Bleary-Eyed Monday Morning Link Sausage Platter

  • I'm truly surprised to find out that reading novels is essential brain exercise. I'm surprised not at the substance... but that somebody actually managed to get a grant to study this given the lasting damage done to the grant process by the Reagan Administration.
  • Slightly more seriously — but only slightly — the daughter of the Prince of Darkness is ending her campaign for the Senate. The slightly-more-serious element comes from realizing that this should never have been an issue: Not because of the particular elected official to whom she is related, but because she is the child of a federal elected official at all. It would be an unconstitutional attainder to prohibit the spouses, siblings, children, and first-degree nephews and nieces from running for any elective office after actual seating of an individual as a federal elected official; it would also be an extremely good idea, if we really care at all about limiting nepotism. Hell, I'd go so far as to include state and major local elections, too (Chicago mayors for $500... and the Daleys weren't the first). This is the longstanding objective reason — leaving aside the significant policy disagreements — that any support I express for Hillary Clinton for elective office will be in the nature of "beats the alternative": Hubby got to federal elective office first, so she should be barred.
  • Adam Zygus, 18 Dec 2013If there is a real "suicide pact" involved with civil liberties, it is the preservation of existing class- and faction-based power relationships at the expense of civil liberties, for a simple reason: The rhetoric that has grown up around the egregious, self-serving, preserve-the-existing-class-and-faction-based-power-relationships misinterpretation of the Supreme Court's "suicide pact" language is both theoretically and in-practice indefensible. Even though (and perhaps especially though) that is precisely how theologists — and, unfortunately, many lawyers — are taught to argue.

    If there is a "correct" rhetorical invocation for this particular debate, it is the destruction of the village in order to save it. Reality and policies grounded in reality are far more nuanced than misuse of any set of words from a different context without regard to that context can possibly justify, however persuasive they are. (No matter how convincing the images of Richard II (and III) offered by Shakespeare are, they are not historically accurate, or at least not indisputably so.) And the irony of building an entire policy meme for dealing with foreign enemies upon rhetoric that — in its original use — concerned draft-dodging against the closest-to-just-war engaged in by the US in the past century seems to have escaped everyone.

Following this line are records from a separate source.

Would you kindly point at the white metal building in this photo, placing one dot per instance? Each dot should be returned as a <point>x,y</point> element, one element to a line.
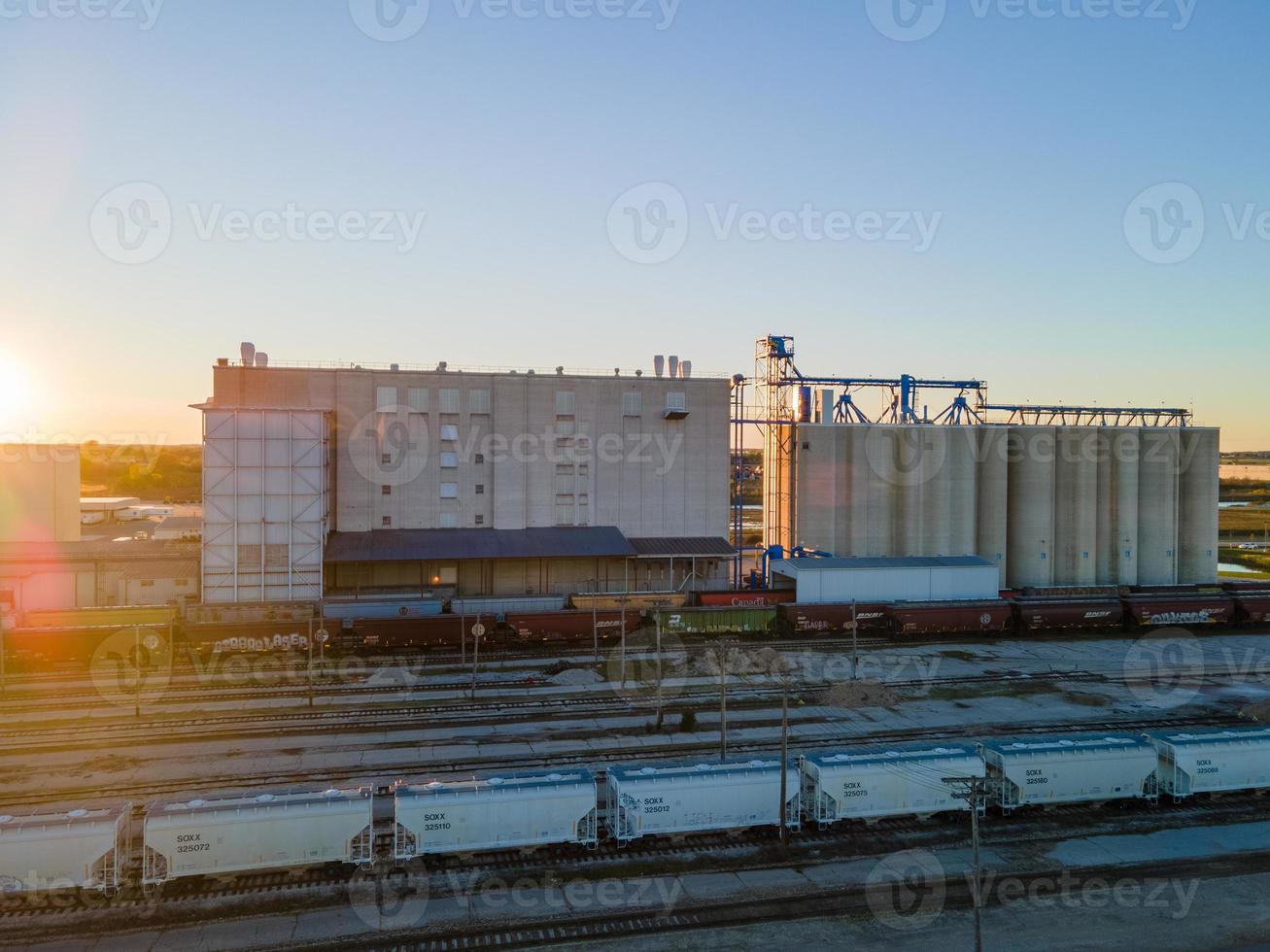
<point>401,466</point>
<point>913,579</point>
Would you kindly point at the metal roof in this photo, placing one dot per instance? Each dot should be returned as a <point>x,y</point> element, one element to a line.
<point>685,546</point>
<point>793,566</point>
<point>1076,741</point>
<point>421,545</point>
<point>646,772</point>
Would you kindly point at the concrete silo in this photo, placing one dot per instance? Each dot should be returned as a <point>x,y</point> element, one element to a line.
<point>1158,470</point>
<point>1030,510</point>
<point>1076,472</point>
<point>1117,505</point>
<point>1196,508</point>
<point>992,480</point>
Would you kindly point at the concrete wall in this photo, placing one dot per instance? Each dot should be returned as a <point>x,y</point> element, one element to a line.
<point>517,451</point>
<point>40,493</point>
<point>1050,505</point>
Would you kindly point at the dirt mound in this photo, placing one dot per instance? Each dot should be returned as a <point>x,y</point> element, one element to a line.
<point>859,694</point>
<point>575,675</point>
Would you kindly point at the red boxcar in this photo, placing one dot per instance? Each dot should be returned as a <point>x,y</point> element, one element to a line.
<point>434,631</point>
<point>1253,607</point>
<point>569,626</point>
<point>832,619</point>
<point>1045,615</point>
<point>745,599</point>
<point>1180,609</point>
<point>950,617</point>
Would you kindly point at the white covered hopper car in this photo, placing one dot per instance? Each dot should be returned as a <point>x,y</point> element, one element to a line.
<point>1071,769</point>
<point>65,849</point>
<point>470,815</point>
<point>1208,763</point>
<point>666,799</point>
<point>870,783</point>
<point>241,833</point>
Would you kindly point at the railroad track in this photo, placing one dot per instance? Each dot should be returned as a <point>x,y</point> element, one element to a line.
<point>594,760</point>
<point>727,851</point>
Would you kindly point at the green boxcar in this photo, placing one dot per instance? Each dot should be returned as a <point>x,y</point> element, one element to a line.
<point>718,621</point>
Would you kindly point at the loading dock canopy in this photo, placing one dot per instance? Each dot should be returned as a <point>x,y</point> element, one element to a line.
<point>902,579</point>
<point>426,545</point>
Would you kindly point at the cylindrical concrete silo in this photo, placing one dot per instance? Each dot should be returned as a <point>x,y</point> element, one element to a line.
<point>1030,526</point>
<point>1076,497</point>
<point>1117,505</point>
<point>910,448</point>
<point>963,488</point>
<point>1198,497</point>
<point>936,479</point>
<point>883,493</point>
<point>991,501</point>
<point>1157,505</point>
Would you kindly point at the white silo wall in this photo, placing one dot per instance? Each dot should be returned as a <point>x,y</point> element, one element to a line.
<point>1198,497</point>
<point>1076,505</point>
<point>963,491</point>
<point>1157,505</point>
<point>992,488</point>
<point>1117,505</point>
<point>1030,534</point>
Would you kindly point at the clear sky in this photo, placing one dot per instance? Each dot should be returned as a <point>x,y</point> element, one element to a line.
<point>964,199</point>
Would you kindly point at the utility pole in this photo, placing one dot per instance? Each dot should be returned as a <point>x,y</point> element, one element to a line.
<point>310,663</point>
<point>855,642</point>
<point>657,616</point>
<point>785,757</point>
<point>478,629</point>
<point>136,661</point>
<point>975,791</point>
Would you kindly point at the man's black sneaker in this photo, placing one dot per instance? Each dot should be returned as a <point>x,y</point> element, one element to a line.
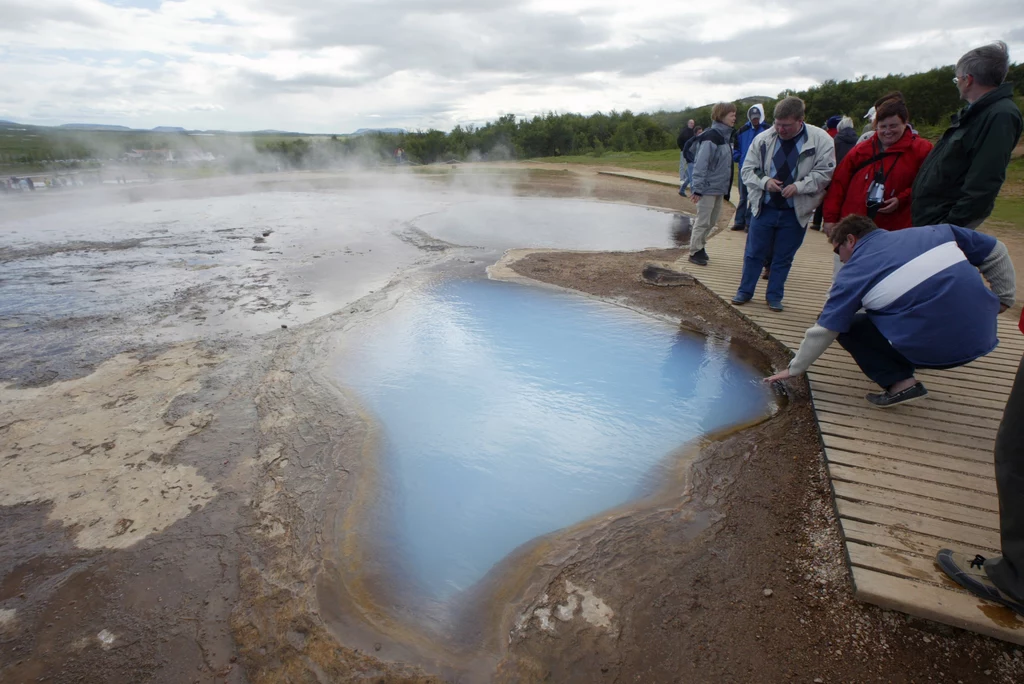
<point>971,574</point>
<point>886,398</point>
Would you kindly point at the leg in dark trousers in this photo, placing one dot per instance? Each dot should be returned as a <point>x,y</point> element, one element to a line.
<point>1008,572</point>
<point>742,218</point>
<point>876,356</point>
<point>759,245</point>
<point>818,213</point>
<point>788,237</point>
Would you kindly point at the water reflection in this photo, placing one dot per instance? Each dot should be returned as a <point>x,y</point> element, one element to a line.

  • Your message of austerity in the arts and in education is pretty well discredited, Mr Gove, when you can be so easily smacked down by Sir Baldrick for misrepresenting your "evidence", not to mention being wrong. On balance, the British land-war effort in Europe from 1914–18 was "a series of catastrophic mistakes" in the midst of a complex context that included more than a bit of incompetence and upper-middle-class disdain for the efforts of the common Englishman. That this echoes more than a bit of Nazi Germany, the Soviet Union, and Venezuala itself reflects a series of catastrophic mistakes.
  • The key distinction between truly scientific analysis and political economy is that scientists evaluate all of the data; political economists, not so much. This really is about who gets to make the decisions, and their rubric, and much less about the substance of particular decisions. On the one hand, there were a lot of ignorant decisions of the "we can do this, so we should!" type, such as development of thermonuclear weapons, justified on supposed "pure science" grounds. Given everything else, though, I can't say that the decision process of political economy has done better. But on the third hand, understanding requires more than mere data-crunching, so there's still a place for the humanities in all this.
  • Perhaps we can envision a not-too-far-in-the-future effort at cloning humanity, which will require a (cheap) template. Mass cloning might lead to #armyofjays, which is a frightening prospect in so many ways (military discipline would probably be undermined by the sheer variety of tropical-floral-print shirts).